“When you teach a child something you take away forever his chance of discovering it for himself.” ~ Jean Piaget
We started back homeschooling in earnest this past Monday after a lovely unstructured Summer. I was psyched. I was prepared in a way I wasn’t this time last year. Last year I flailed.
This year I had worksheets. I had lesson plans. I had notebooks and folders. I had an electric pencil sharpener. I was Gung-Ho and on-task!
By day 2 — Thorin was disliking me very much. I sensed my “enthusiasm” came across as pressuring and controlling.
On Wednesday I addressed this with him while driving in the car mostly so he couldn’t take off:
“So, do you feel stressed about homeschool?”
“No talking, drive, please” he said.
I immediately realized my error. I would start again with me and the truth:
“I am stressed about homeschooling. I feel like a failure. I think I am pressuring you.”

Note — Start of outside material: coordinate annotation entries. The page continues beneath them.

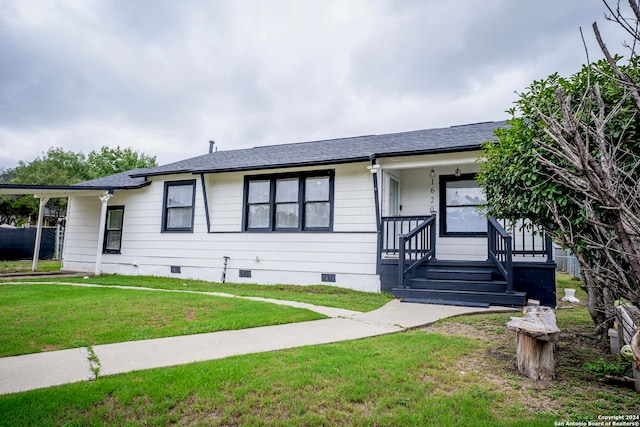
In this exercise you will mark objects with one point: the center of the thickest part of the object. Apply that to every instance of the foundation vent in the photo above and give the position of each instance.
(326, 277)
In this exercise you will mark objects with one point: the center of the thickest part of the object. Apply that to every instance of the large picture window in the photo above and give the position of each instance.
(460, 200)
(179, 200)
(291, 202)
(113, 230)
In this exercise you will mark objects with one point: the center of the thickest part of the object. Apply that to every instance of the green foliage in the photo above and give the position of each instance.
(109, 161)
(516, 184)
(568, 160)
(59, 167)
(603, 368)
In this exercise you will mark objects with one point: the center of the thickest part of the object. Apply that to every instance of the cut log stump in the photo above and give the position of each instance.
(536, 334)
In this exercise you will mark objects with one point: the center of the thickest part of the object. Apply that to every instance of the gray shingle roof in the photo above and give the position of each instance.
(342, 150)
(326, 152)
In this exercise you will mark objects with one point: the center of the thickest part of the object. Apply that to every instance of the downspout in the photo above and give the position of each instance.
(104, 199)
(374, 173)
(206, 203)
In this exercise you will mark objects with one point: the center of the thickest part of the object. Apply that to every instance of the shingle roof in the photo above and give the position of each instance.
(325, 152)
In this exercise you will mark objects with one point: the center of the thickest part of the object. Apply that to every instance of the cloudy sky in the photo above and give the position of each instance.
(164, 77)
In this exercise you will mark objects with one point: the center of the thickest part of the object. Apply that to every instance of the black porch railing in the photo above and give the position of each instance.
(529, 240)
(393, 226)
(500, 250)
(416, 247)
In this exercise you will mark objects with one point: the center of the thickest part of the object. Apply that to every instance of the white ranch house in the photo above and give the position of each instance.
(328, 211)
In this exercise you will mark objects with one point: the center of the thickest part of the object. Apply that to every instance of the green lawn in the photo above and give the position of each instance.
(329, 296)
(408, 379)
(36, 318)
(458, 372)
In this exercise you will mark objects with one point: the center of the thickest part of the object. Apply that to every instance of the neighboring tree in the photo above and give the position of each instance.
(60, 167)
(109, 161)
(570, 160)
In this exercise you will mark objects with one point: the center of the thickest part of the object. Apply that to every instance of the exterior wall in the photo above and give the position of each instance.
(349, 251)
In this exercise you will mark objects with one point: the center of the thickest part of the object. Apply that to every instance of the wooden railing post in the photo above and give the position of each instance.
(432, 238)
(549, 246)
(401, 261)
(509, 263)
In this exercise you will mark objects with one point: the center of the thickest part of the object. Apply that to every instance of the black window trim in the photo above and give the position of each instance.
(167, 185)
(106, 230)
(272, 178)
(444, 179)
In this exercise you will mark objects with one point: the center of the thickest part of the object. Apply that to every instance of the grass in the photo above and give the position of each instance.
(329, 296)
(460, 371)
(412, 378)
(38, 318)
(25, 266)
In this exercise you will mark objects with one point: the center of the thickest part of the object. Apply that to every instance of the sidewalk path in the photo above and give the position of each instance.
(32, 371)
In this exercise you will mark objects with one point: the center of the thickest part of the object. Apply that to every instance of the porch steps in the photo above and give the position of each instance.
(453, 284)
(459, 283)
(458, 296)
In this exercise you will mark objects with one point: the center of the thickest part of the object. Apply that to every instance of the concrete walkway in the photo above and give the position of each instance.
(32, 371)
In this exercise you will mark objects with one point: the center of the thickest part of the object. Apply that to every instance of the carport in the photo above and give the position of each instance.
(46, 192)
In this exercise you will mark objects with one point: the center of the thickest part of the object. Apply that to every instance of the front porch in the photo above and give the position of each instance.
(518, 265)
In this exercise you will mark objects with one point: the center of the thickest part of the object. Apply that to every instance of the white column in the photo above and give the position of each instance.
(104, 198)
(36, 248)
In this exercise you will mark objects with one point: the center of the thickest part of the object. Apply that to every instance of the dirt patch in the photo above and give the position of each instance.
(495, 363)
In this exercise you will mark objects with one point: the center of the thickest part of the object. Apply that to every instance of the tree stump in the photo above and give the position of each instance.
(536, 334)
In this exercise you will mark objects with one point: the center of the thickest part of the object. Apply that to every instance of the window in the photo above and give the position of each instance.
(113, 230)
(289, 202)
(460, 198)
(179, 200)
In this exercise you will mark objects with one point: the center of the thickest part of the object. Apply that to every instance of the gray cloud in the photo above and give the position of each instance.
(165, 77)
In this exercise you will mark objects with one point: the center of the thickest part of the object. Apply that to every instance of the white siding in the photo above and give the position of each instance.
(349, 251)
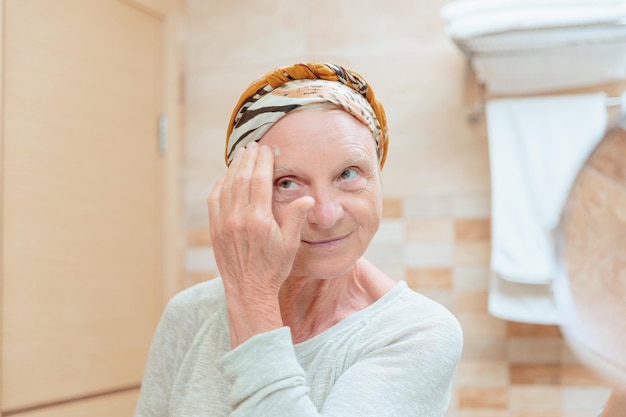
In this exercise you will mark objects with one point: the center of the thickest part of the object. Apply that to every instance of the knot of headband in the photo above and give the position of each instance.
(250, 120)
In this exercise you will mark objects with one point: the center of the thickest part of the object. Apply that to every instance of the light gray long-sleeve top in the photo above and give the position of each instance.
(395, 358)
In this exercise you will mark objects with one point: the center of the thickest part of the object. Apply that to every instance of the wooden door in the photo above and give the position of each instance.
(82, 217)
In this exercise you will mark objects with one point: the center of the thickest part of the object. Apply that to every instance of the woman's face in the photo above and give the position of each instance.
(329, 155)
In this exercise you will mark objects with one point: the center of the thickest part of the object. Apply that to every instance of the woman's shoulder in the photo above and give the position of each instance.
(413, 316)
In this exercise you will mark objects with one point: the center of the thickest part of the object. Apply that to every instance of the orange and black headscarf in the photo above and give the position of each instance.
(285, 89)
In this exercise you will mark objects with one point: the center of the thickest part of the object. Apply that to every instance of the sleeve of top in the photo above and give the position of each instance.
(170, 343)
(406, 376)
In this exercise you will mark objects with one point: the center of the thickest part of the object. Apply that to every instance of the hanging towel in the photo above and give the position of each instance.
(536, 148)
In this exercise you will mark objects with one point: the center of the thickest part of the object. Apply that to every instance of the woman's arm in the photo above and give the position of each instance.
(616, 404)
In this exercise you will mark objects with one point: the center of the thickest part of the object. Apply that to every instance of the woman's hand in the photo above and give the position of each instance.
(254, 254)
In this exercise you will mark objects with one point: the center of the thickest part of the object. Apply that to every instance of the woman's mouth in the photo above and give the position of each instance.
(325, 243)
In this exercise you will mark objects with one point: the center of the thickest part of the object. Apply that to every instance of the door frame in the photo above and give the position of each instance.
(170, 12)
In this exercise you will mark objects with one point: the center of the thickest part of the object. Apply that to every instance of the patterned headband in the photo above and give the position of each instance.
(288, 88)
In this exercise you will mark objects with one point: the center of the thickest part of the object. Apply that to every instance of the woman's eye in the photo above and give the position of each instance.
(348, 174)
(286, 184)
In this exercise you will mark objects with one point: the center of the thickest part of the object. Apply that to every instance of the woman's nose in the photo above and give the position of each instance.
(326, 211)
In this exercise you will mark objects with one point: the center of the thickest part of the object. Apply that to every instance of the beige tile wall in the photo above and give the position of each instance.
(436, 228)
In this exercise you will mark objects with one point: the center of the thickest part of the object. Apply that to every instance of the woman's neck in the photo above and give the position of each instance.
(310, 306)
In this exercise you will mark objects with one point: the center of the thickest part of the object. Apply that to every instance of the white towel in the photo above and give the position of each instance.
(537, 146)
(471, 18)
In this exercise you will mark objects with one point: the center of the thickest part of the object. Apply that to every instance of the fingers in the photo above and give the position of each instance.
(236, 188)
(295, 216)
(261, 185)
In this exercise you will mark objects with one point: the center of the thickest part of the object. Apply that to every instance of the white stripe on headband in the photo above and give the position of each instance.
(256, 118)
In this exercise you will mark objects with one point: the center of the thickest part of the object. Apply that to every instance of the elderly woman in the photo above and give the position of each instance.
(300, 324)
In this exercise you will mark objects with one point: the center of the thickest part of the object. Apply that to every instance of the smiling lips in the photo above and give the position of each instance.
(326, 243)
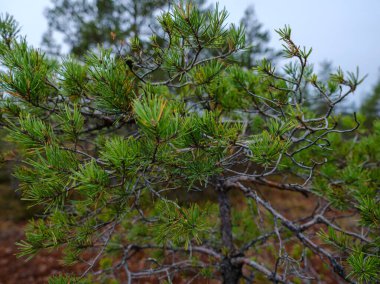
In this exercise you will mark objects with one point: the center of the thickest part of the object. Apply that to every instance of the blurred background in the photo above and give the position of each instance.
(342, 33)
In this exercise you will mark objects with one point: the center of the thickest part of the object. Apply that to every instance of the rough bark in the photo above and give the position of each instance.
(231, 273)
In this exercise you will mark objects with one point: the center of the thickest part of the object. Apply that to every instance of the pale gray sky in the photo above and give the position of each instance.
(347, 32)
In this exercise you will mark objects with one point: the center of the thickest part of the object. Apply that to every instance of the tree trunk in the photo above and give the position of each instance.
(231, 273)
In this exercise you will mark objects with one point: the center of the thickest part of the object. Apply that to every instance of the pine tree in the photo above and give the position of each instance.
(161, 154)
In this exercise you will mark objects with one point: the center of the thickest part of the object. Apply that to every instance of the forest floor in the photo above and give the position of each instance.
(13, 216)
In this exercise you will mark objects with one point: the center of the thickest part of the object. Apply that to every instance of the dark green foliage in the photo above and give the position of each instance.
(121, 151)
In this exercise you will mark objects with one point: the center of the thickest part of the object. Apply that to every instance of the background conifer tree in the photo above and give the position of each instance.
(116, 147)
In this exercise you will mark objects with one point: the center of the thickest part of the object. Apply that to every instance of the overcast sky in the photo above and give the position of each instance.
(346, 32)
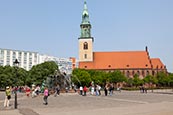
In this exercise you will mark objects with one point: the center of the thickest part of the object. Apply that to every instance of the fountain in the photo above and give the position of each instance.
(61, 79)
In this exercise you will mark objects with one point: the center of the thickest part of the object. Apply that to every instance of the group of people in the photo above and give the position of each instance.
(96, 90)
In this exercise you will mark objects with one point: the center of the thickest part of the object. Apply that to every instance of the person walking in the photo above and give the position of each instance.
(106, 90)
(57, 90)
(7, 97)
(81, 90)
(85, 90)
(46, 94)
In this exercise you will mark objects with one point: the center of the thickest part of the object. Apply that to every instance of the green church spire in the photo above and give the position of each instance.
(85, 25)
(85, 14)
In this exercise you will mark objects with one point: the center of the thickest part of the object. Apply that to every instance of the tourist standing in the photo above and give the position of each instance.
(7, 97)
(46, 94)
(57, 90)
(81, 90)
(85, 90)
(106, 90)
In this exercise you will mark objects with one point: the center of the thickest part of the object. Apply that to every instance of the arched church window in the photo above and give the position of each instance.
(153, 73)
(148, 72)
(85, 46)
(138, 73)
(85, 56)
(128, 74)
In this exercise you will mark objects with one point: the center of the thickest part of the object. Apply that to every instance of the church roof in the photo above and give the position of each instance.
(157, 64)
(118, 60)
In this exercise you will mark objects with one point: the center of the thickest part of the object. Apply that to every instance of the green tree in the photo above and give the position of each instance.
(40, 72)
(116, 77)
(137, 81)
(163, 79)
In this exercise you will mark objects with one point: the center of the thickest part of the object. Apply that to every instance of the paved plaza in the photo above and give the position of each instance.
(125, 103)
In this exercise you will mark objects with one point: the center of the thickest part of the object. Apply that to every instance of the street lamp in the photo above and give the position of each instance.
(16, 64)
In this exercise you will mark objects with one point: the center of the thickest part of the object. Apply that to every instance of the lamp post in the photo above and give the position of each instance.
(16, 63)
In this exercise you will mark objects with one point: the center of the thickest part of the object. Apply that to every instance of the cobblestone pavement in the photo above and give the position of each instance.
(74, 102)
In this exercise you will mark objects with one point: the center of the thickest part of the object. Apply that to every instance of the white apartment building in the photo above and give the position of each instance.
(26, 58)
(64, 64)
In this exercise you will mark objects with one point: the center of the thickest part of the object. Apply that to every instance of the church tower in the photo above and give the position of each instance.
(85, 40)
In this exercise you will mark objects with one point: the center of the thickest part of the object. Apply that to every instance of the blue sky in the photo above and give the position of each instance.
(52, 26)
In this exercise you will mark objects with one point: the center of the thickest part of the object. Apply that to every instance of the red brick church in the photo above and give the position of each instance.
(128, 62)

From the back seat: “Yes.”
“I’m pressuring you?” I asked.
“Do you want to go to the beach? I think I need to figure this out.”
“Yes. Good!” he said.
So, we went to the beach. He body surfed and I contemplated what I was doing wrong. I realized he needed to be a part of this. Didn’t I learn that lesson last year?
Thursday, I asked Thorin to tell me a story.
Santa and the Zombie
The mouse named Santa said, “Ho! Ho! Ho!” He took his beard off to go surfing.
He ran on the hot sand. He sees a Zombie down in a hole.
Santa hits the Zombie –BOOM in the head!*
Zombie gets up and dives in the water.
Santa farts and poops.
*Thorin wanted both characters to die horrible deaths. I did say: “Rule for today, no ones dies, please.” He offered: “Pooping then!” Fair enough.
Thorin and I are in this together. I have to remember that for this to work.